Below we have an example of the algorithm being implemented to find a gray code of length 3 in the same style as the partitioning code. Here, the initial $Part$ input is a one row matrix with $n$ zeros. The output is then a matrix with $2^n$ rows and $n$ columns. The error message, as explained earlier is related to the break line in the output function. With the break line, this code is capable of finding a Gray code for integers up to (and including 10), without the break it is only successful for integers up to 4.  

In [7]:
find_gray <- function(n) {
    backtrack(accept_gray,
              reject_gray,
              output_gray,
              first_gray,
              second_gray,
              n,
              matrix(rep(0,n), nrow = 1),
              1)
}
find_gray(3)

         [,1] [,2] [,3]
            0    0    0
last_row    1    0    0
last_row    1    1    0
last_row    0    1    0
last_row    0    1    1
last_row    1    1    1
last_row    1    0    1
last_row    0    0    1


ERROR: Error in output(n, Part, c): no loop for break/next, jumping to top level


## Conclusions 

Overall, I think my implementation of the code worked well in terms of reusability, particularly the generic backtracking algorithm, as I was able to use exactly the same backtracking code for both partitioning and the Gray code. I also feel the use of $s$ is works well as it is more intuitive to have the while loop run until $s$ exceeds the input parameter $n$. 
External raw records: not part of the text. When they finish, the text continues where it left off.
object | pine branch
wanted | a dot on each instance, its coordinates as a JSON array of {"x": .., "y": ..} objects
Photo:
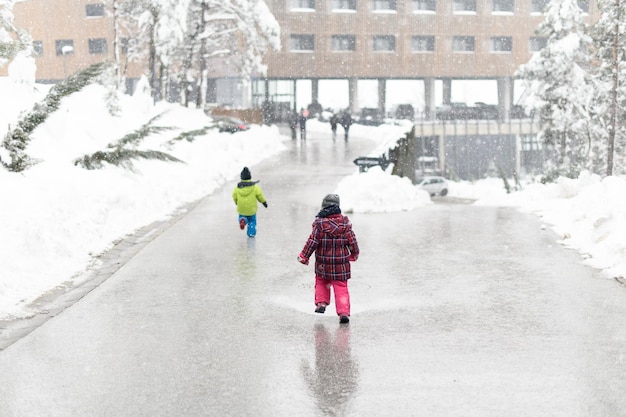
[
  {"x": 16, "y": 140},
  {"x": 191, "y": 135},
  {"x": 144, "y": 131},
  {"x": 121, "y": 157}
]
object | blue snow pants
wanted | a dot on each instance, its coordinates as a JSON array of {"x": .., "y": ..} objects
[{"x": 251, "y": 222}]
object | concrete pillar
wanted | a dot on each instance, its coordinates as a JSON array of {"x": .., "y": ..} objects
[
  {"x": 505, "y": 97},
  {"x": 353, "y": 95},
  {"x": 382, "y": 95},
  {"x": 429, "y": 98},
  {"x": 447, "y": 90}
]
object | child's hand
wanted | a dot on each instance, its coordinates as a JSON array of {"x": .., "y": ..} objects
[{"x": 303, "y": 260}]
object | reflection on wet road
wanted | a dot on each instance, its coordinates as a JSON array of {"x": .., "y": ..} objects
[{"x": 457, "y": 310}]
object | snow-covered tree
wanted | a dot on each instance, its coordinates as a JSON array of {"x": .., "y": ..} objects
[
  {"x": 12, "y": 40},
  {"x": 155, "y": 30},
  {"x": 560, "y": 91},
  {"x": 181, "y": 39},
  {"x": 611, "y": 82}
]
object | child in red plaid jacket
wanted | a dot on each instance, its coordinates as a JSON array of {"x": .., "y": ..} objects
[{"x": 335, "y": 246}]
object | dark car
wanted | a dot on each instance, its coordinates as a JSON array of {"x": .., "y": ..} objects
[
  {"x": 230, "y": 124},
  {"x": 371, "y": 117}
]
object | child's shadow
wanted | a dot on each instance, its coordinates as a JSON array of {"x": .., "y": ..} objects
[{"x": 335, "y": 377}]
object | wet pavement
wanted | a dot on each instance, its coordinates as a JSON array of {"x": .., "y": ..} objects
[{"x": 458, "y": 310}]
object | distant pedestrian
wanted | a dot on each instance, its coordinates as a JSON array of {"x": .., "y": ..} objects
[
  {"x": 302, "y": 118},
  {"x": 346, "y": 122},
  {"x": 293, "y": 124},
  {"x": 246, "y": 195},
  {"x": 335, "y": 246},
  {"x": 333, "y": 125}
]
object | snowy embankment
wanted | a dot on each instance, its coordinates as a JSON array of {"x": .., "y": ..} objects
[{"x": 57, "y": 216}]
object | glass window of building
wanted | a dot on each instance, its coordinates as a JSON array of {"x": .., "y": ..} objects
[
  {"x": 463, "y": 44},
  {"x": 501, "y": 44},
  {"x": 94, "y": 10},
  {"x": 422, "y": 44},
  {"x": 302, "y": 43},
  {"x": 424, "y": 6},
  {"x": 385, "y": 5},
  {"x": 464, "y": 6},
  {"x": 343, "y": 5},
  {"x": 64, "y": 47},
  {"x": 38, "y": 48},
  {"x": 506, "y": 6},
  {"x": 384, "y": 43},
  {"x": 302, "y": 4},
  {"x": 97, "y": 46},
  {"x": 538, "y": 6},
  {"x": 537, "y": 43},
  {"x": 345, "y": 43}
]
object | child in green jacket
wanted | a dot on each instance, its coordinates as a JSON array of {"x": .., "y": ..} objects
[{"x": 245, "y": 195}]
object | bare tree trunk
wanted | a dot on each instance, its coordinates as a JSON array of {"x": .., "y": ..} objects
[
  {"x": 406, "y": 159},
  {"x": 116, "y": 43},
  {"x": 201, "y": 90},
  {"x": 152, "y": 59}
]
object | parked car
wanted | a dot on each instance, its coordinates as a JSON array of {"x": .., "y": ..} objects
[
  {"x": 230, "y": 124},
  {"x": 486, "y": 111},
  {"x": 371, "y": 117},
  {"x": 405, "y": 111},
  {"x": 453, "y": 111},
  {"x": 434, "y": 185}
]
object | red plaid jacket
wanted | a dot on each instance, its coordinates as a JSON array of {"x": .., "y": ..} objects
[{"x": 334, "y": 243}]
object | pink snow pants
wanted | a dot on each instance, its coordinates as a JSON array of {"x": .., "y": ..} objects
[{"x": 342, "y": 296}]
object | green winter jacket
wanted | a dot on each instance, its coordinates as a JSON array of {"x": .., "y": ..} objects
[{"x": 246, "y": 195}]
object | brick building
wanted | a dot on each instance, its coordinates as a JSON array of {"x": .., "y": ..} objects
[{"x": 380, "y": 40}]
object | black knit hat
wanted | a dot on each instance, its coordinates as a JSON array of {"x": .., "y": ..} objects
[{"x": 330, "y": 200}]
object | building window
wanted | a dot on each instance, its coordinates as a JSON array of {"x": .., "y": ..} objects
[
  {"x": 501, "y": 44},
  {"x": 94, "y": 10},
  {"x": 424, "y": 6},
  {"x": 64, "y": 47},
  {"x": 302, "y": 4},
  {"x": 538, "y": 6},
  {"x": 506, "y": 6},
  {"x": 385, "y": 5},
  {"x": 124, "y": 45},
  {"x": 343, "y": 42},
  {"x": 464, "y": 6},
  {"x": 463, "y": 44},
  {"x": 302, "y": 43},
  {"x": 37, "y": 48},
  {"x": 343, "y": 5},
  {"x": 537, "y": 43},
  {"x": 423, "y": 44},
  {"x": 97, "y": 46},
  {"x": 384, "y": 43}
]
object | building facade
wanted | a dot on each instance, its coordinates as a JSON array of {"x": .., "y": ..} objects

However, I think the use of the $c$ parameter may reduce the reusability of the code for two reasons. This first being that if the problem being solved using backtracking had a more complicated input than just an integer $n$, then the code would not run well. Also it would have been preferable the code could have not required $s$ as an input, but instead could have set it up within the code automatically.

My code is also relatively slow, particularly when running the Gray code, as there is likely ways to ensure that the code does not start considering potential solutions which will lead nowhere sooner. As an example, in the partitioning code, if I were to ask it to find all the partitions of $4$, my current code would test $1, 1, 1, 2$ and $1, 1, 1 ,3$, so it would be preferable if the code could identify immediately that it should not continue working with partial solutions with three 1's earlier. 

The final problem my code would need to address is the error in the Gray code due to the break line which prevents overrunning. A way to address this problem may be to approach the backtracking in a more similar way to the pseudocode used in the Wikipedia page. The main difference between that pseudocode and my algorithm is the placement of the "next" function, as in my code the function is before the backtracking step, which worked better with my interpretation of the variable $s$, however, in the time available I could not rework my code to fit the alternative pseudocode, but is something I would have liked to have completed.